Tak, kontynuacje są trudne. Szczególnie po takim czasie i w obliczu znakomitego pierwowzoru. Proszę mnie źle nie zrozumieć – dostrzegam i rozumiem wszystkie wady oryginalnej Plotkary. Jednak ten serial dostarcza wszystkiego, czego się od niego oczekuje. Charyzmatyczni bohaterowie sprawiają, że pomimo wielu odcinków, mogę wszystkie sezony oglądać ciurkiem. Gdybym tylko nie musiała chodzić do pracy… Takiej porażki się jednak nie spodziewałam.

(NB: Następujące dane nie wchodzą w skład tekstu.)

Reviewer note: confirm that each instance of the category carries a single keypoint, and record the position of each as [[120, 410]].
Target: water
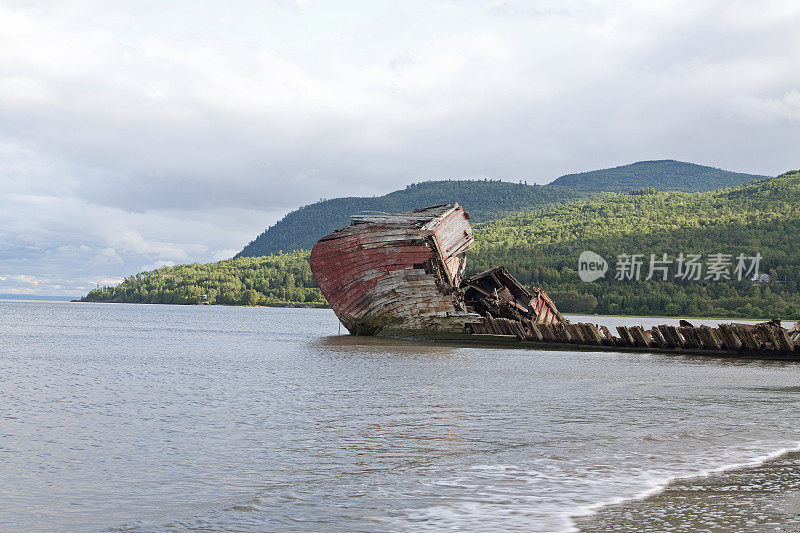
[[149, 418]]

https://www.youtube.com/watch?v=E2xYQK48A54

Bohaterowie są napisani fatalnie. Śmiało mogę powiedzieć, że nawet postaci określone jako główne zostały napisane na kolanie i posiadają zaledwie namiastkę osobowości. Charyzma u nich nie istnieje. Są nudni i puści – w zły sposób. Wspomniana pustka nie jest bowiem objawem próżności charakterystycznej dla bogatych dzieciaków, a niedopracowania bohaterów. Każdy z nich posiada jedną, dwie, a maksymalnie trzy cechy. I to tyle. Nie są one nawet szczególnie ciekawe czy zachęcające. Podczas gdy oryginalna Plotkara dysponuje niesamowicie magnetycznymi bohaterami.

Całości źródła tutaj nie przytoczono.